How can we improve the follow-up of patients with heart failure?



    Older, frail patients with heart failure must receive comprehensive follow-up. Their health literacy and capacity for self-care must be enhanced.

    Heart failure is a frequent and common cause of hospital admissions (1). Munkhaugen et al. have now published a study in the Journal of the Norwegian Medical Association in which they map drug treatment, self-care and health literacy in patients with heart failure admitted to Drammen Hospital and Vestfold Hospital Trust over a six-month period (2). The vast majority of patients in the study were over 70 years of age, and many scored high on frailty despite the fact that those who were most ill were not included. However, there was less patient population bias than in the Norwegian Heart Failure Registry (3), and the study therefore provides valuable information on how we treat and follow up patients who are not well-represented in the registry.

    Follow-up of patients with heart failure can be divided into three main phases. The first phase consists of diagnosis and optimalisation of drug therapy. This phase often begins during a hospital admission and continues at the outpatient clinics for heart failure, where the treatment of patients with heart failure with reduced ejection fraction is gradually escalated with the help of betablockers, mineralocorticoid receptor antagonists, renin-angiotensin-aldosterone system inhibitors (RAAS inhibitors) and sodium-glucose cotransporter-2 inhibitors (SGLT2 inhibitors). Only 17 % of the heart failure patients surveyed in the study were referred to the outpatient clinic for heart failure, and their median age was eight years younger than those who were not referred (2). The higher proportion of referrals compared to what the respective hospitals have reported to the Heart Failure Registry (Drammen 8 %, Tønsberg 16 %) (3) can be attributed to variations in the use of assessment criteria and diagnostic codes to identify the patients. Nevertheless, the figures suggest that not all patients receive the follow-up service at the outpatient clinic, especially older patients.

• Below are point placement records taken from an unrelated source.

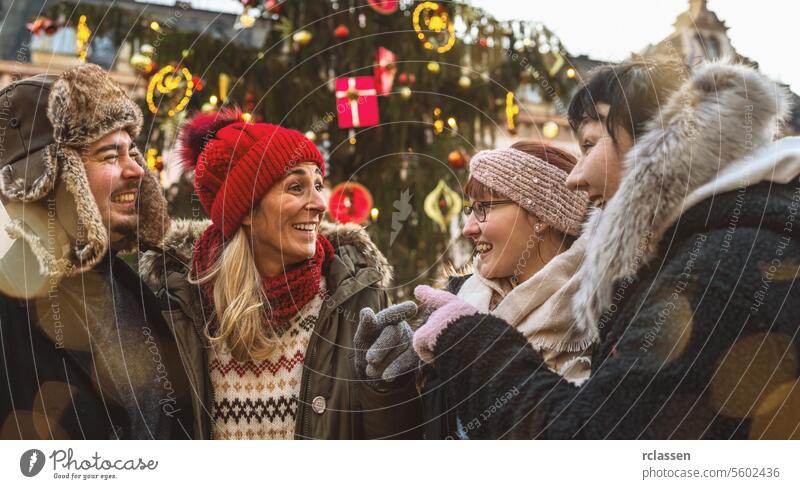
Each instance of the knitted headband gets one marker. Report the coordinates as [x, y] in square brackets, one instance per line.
[534, 184]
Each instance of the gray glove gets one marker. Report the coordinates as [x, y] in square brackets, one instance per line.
[383, 343]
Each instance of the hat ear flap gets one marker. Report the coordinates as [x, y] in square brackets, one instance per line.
[91, 237]
[154, 219]
[57, 108]
[13, 187]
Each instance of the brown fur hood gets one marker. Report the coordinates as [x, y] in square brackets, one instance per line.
[721, 113]
[176, 250]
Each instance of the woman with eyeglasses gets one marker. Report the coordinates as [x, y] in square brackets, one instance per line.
[524, 223]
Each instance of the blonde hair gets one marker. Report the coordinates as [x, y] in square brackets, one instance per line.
[238, 303]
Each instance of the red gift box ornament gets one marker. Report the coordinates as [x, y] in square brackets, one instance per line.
[357, 102]
[385, 70]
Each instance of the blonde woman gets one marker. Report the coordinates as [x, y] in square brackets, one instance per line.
[268, 296]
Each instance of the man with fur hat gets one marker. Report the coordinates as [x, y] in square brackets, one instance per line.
[85, 351]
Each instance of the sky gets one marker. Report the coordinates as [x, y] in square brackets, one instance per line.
[765, 31]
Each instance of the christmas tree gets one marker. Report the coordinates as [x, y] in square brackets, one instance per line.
[443, 77]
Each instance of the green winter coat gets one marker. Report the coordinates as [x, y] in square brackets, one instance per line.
[333, 404]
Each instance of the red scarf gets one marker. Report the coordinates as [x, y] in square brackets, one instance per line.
[286, 293]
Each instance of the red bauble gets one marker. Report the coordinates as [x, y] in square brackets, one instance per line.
[457, 159]
[384, 7]
[350, 202]
[273, 7]
[341, 32]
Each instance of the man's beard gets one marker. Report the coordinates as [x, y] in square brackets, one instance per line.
[124, 234]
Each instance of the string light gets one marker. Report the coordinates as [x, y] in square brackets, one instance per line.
[166, 81]
[437, 22]
[512, 110]
[550, 129]
[82, 35]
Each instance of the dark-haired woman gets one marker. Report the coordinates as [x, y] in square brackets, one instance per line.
[690, 273]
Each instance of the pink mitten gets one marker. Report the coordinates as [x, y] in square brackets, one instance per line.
[448, 309]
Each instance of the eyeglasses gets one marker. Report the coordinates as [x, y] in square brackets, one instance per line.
[481, 208]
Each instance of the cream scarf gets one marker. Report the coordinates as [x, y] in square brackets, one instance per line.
[539, 308]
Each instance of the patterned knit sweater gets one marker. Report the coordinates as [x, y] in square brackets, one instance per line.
[259, 399]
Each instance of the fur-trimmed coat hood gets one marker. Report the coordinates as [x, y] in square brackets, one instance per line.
[718, 117]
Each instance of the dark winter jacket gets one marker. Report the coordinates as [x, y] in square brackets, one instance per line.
[351, 408]
[699, 338]
[86, 357]
[716, 361]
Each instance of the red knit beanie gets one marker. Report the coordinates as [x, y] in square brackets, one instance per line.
[237, 162]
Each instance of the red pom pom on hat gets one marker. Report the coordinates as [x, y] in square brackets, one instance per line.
[196, 133]
[237, 162]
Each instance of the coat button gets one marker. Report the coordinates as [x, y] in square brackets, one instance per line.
[318, 404]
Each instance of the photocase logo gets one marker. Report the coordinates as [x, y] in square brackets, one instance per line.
[31, 462]
[403, 206]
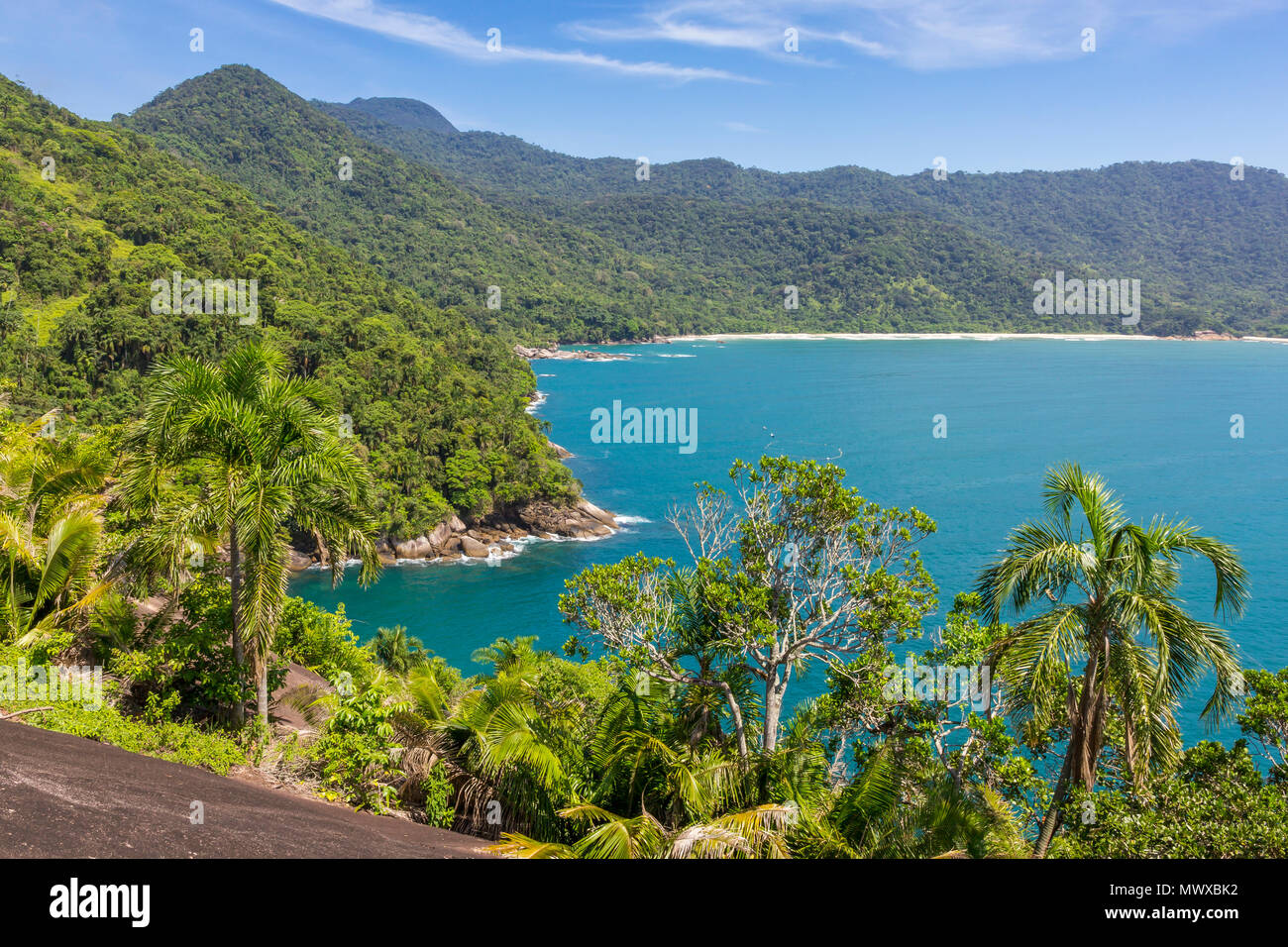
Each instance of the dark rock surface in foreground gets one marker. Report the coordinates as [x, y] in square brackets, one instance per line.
[64, 796]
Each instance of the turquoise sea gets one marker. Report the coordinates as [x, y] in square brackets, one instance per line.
[1153, 416]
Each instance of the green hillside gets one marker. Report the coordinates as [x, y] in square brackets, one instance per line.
[1210, 252]
[439, 407]
[622, 268]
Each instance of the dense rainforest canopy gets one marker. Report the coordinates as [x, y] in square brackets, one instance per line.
[438, 406]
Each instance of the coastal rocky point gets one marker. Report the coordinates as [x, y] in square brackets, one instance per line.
[455, 539]
[566, 355]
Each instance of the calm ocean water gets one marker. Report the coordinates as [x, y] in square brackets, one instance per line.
[1153, 416]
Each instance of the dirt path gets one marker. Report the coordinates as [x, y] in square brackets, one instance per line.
[64, 796]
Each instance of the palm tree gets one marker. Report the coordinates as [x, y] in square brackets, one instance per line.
[395, 650]
[51, 531]
[267, 449]
[1112, 586]
[759, 832]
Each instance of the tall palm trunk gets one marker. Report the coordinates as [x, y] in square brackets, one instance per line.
[239, 661]
[262, 688]
[1080, 761]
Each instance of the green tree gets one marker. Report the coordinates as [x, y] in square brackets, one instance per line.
[267, 450]
[395, 650]
[806, 571]
[1112, 586]
[51, 532]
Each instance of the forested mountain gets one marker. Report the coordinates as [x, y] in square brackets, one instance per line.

    In the second phase of the follow-up, the focus is on stabilisation, with as few hospital admissions as possible. In this phase, good follow-up can reveal early warnings of exacerbation. In such cases, self-treatment plans and enhanced health literacy can prevent admission to hospital, for example by adjusting diuretic therapy when there are signs of increased oedema, such as weight gain. Since almost 80 % of the patients in the study had a known heart failure diagnosis prior to inclusion, we can assume that a majority of the patients were in this phase. It is therefore particularly concerning that the authors report a low degree of health literacy among the patients and little use of self-treatment plans.

    The findings indicate that many patients with heart failure are undertreated

    The final phase of the follow-up encompasses advanced heart failure or a significant disease burden from comorbidities. This entails a change from prognostic to symptomatic treatment objectives. Effective heart failure treatment translates to effective symptom alleviation, and the drugs have additive effects on both symptoms and survival (4). As a general rule, patients with reduced ejection fraction should therefore be treated with all four classes of drugs throughout the clinical course. In this study, fewer than half of the patients received SGLT2 inhibitors and mineralocorticoid receptor antagonists, whereas betablockers and RAAS inhibitors were used more frequently. The low use of these two classes of drugs is consistent with other studies, indicating unnecessary restraint in the use of SGLT2 inhibitors among older patients (5). Low use may be due to fear of adverse effects, uncertainty regarding their transferability from clinical trials, and limited clinical experience with new drugs. However, there are well-documented treatment benefits from all these drugs, including in older patients (6). The findings therefore indicate that many patients with heart failure are undertreated.

    The study by Munkhaugen et al. highlights the areas for improvement in the follow-up and treatment of patients with heart failure. The authors point to unmet needs for better follow-up, more use of self-treatment plans, enhancement of patients' self-care and health literacy, opportunities for remote follow-up at home, as well as use of structured advance care planning for patients in the end-of-life stage. These are important measures that can be helpful in the face of the challenges highlighted. In a wider context, the results point to a need for more comprehensive care pathways, as recommended by the Norwegian Directorate of Health for older patients with multiple diagnoses (7). Such pathways should include clear information exchange interfaces between diagnosis-specific treatment lines in the specialist health service and more comprehensive pathways in the primary healthcare service. The Norwegian Society of Cardiology's guidelines for general practitioners who treat heart failure patients can contribute to a more seamless transition of the follow-up from the hospital to the primary healthcare service (8). Together with the measures proposed by Munkhaugen et al., we can move closer to a better and more comprehensive follow-up of heart failure.